Sharpening a knife is not always easy. To get a perfect edge, you have to choose just the right tools - and know how to use them.
In this article, we'll show you how to sharpen your knives with a sharpening stone, a powerful tool that has been around for centuries. Discover all the basics of sharpening stones, including their origins, the knives they can sharpen, how they differ from other sharpening tools, and how to use and clean them.
The origins of the sharpening stone
Stones were the original tools of knife sharpeners. In fact, they were the first sharpening tools ever to be used. Originally, peasants used stones to sharpen their scythes before cutting hay, running the stones along the blade.
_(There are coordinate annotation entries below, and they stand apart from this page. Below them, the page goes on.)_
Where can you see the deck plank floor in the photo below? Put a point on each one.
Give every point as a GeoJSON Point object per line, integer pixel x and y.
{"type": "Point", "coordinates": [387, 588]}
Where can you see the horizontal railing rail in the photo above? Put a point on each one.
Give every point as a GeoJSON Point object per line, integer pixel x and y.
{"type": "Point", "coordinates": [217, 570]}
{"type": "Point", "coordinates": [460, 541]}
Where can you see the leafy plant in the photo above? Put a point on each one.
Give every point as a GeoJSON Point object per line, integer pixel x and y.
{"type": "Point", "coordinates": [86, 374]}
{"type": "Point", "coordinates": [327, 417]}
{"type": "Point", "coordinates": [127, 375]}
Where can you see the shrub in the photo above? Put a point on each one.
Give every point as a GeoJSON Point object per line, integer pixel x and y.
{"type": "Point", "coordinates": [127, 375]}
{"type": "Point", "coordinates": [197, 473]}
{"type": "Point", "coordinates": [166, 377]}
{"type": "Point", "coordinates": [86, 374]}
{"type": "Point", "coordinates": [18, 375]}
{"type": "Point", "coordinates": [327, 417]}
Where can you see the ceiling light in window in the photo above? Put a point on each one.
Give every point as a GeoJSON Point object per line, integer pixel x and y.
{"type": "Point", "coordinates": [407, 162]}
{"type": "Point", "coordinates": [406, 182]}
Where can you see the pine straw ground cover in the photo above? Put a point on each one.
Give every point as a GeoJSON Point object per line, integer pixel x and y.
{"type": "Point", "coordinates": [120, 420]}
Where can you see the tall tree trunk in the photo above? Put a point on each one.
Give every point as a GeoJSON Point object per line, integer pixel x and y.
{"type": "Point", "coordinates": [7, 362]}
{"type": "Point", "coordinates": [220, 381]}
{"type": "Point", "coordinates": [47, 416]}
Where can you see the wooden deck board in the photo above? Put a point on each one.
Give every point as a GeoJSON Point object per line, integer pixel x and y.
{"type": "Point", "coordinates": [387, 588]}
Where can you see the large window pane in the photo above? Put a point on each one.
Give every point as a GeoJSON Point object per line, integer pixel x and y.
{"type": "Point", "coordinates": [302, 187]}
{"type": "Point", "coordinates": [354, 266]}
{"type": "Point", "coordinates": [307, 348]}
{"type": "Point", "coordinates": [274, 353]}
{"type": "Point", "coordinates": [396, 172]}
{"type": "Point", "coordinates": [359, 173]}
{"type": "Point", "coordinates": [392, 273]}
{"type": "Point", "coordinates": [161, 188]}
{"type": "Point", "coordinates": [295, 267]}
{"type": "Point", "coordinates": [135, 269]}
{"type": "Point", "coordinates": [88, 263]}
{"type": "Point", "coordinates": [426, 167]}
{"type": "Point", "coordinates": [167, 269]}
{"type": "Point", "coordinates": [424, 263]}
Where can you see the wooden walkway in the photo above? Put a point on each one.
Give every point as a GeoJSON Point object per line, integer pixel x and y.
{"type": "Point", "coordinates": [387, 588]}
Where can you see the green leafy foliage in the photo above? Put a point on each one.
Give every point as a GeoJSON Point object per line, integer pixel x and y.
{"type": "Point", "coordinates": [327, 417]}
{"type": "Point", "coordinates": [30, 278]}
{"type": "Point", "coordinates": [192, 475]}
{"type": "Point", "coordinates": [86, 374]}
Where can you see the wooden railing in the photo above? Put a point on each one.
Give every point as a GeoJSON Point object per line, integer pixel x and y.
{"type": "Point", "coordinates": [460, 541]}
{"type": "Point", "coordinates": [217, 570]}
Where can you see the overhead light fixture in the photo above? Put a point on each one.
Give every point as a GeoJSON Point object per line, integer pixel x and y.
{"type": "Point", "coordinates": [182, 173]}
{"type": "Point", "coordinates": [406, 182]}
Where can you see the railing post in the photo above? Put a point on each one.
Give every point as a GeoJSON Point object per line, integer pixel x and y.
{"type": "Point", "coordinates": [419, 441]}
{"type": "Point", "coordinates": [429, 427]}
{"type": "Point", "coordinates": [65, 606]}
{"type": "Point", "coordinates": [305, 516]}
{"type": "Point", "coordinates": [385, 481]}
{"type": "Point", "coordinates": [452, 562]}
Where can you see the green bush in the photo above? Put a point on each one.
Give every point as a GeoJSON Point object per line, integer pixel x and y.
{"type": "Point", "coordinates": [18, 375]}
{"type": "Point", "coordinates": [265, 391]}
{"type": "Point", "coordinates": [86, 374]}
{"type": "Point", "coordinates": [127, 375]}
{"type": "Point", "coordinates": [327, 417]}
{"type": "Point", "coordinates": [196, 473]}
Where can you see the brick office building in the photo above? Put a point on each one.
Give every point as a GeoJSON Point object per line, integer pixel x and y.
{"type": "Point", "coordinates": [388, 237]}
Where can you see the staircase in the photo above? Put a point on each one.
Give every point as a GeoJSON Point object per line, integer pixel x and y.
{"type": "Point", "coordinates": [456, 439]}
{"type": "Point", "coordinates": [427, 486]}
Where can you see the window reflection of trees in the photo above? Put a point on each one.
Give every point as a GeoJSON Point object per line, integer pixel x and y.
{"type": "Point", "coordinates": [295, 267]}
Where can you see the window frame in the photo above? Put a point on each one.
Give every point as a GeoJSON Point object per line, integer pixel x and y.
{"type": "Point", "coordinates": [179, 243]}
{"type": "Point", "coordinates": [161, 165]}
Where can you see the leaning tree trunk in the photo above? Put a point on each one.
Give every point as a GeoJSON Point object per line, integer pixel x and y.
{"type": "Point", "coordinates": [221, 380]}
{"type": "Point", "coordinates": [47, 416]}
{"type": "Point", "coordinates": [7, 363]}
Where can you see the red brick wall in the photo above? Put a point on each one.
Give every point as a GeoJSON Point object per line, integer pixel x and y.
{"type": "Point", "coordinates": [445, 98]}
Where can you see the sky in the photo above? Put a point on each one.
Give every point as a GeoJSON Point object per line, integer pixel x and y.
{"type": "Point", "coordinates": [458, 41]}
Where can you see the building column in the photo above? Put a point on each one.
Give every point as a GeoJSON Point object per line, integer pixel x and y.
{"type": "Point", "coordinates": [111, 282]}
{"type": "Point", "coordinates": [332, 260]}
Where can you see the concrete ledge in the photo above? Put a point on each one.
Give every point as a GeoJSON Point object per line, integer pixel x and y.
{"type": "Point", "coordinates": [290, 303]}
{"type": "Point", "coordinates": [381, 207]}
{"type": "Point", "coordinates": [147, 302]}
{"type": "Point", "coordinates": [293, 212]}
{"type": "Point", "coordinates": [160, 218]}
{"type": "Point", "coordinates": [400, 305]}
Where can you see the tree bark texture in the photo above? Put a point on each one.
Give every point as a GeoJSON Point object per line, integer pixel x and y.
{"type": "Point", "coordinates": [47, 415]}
Although the technique has evolved somewhat over time, stones continue to be one of the most widely used tools for sharpening knives.
Where do sharpening stones come from? Most sharpening stones are natural elements extracted from quarries. They are often made of sandstone or shale.
Sharpening stones are distinguished by their particles. Some have coarse particles which are suitable for sharpening extremely damaged knives, while others have finer particles that let you sharpen any type of knife by spending more time on those that need it.
Our sharpening stones come from the Lombardy region of Italy and are composed of fine particles. Lombardy stone is known for its outstanding quality: its particles are spread out evenly across its entire surface, and it does not contain any veins which might interfere with the sharpening.
Are sharpening stones suitable for all knives?
Stones can be used to sharpen any type of knife, with the exception of knives with micro-serrated edges (e.g., serrated and bread knives). Pocket knives, kitchen knives, table knives, garden knives (such as pruning shears), and even scissors can be sharpened with a stone. The same goes for knives with a rounded tip: simply glide the curved edge along the stone.
However, special care must be taken with polished and black blades, as these blades are more easily damaged during sharpening. The knife should always be held at a 20-degree angle against the stone.
How to use your sharpening stone
First of all, keep in mind that your knives should be sharpened regularly. Professionals sharpen their knives before nearly every use.
The first step involves soaking the stone in water for a few minutes until it is nice and drenched. The sharpening stone must be wet to prevent stone dust and steel particles from clogging up its pores. Once the stone is drenched, you can then proceed with the sharpening. Hold the knife at a 20-degree angle against the stone to prevent the blade or cutting edge from becoming damaged. To create a 20-degree angle, place your thumb on the back of the blade, then place the knife against the stone.
To sharpen, press gently and push the knife away from you, gliding the entire length of the cutting edge against the stone. If you sharpen your knives regularly, then 5 glides will be enough. Next, turn the knife over and repeat, this time placing your index finger on the back of the blade to create a 20-degree angle. If the stone gets dry, feel free to wet it again.
While sharpening, you may notice that small white marks appear on the blade. This is sediment from the stone. Be sure to clean the knife after sharpening by rinsing it with water or wiping it with a cloth.
How to clean your sharpening stone
Sharpening stones are extremely easy to clean. After each use, simply rinse the stone with water. This will remove the stone dust and steel particles and prevent the pores from clogging. Let the stone dry, then store it in a drawer (for example). Do not wash the stone in the dishwasher or use soap, a sponge, or detergent - water is enough.
Sharpening stones are incredibly durable and have an extremely long lifespan. However, they can break easily so be careful not to drop them.
How do sharpening stones differ from sharpening steels and manual sharpeners?
These tools are quite similar: the feel, the sharpening noise, and the end results are pretty much the same. We recommend simply choosing the tool that works best for you. However, keep in mind that stones and steels are used differently, and that steels are more versatile than stones.
Opinel sells two sharpening stones: the natural 10 cm rectangular stone and the natural 24 cm oval stone. The oval stone is the original sharpening stone (used for scythes) and is only cut on one side. It can be used to sharpen knives of any size, while the 10 cm rectangular stone is used for smaller knives with blades of up to 8 cm.
Now that you're an expert on sharpening stones, go ahead and give one a try! Take advantage of the tips in this article to give your knives a new lease on life!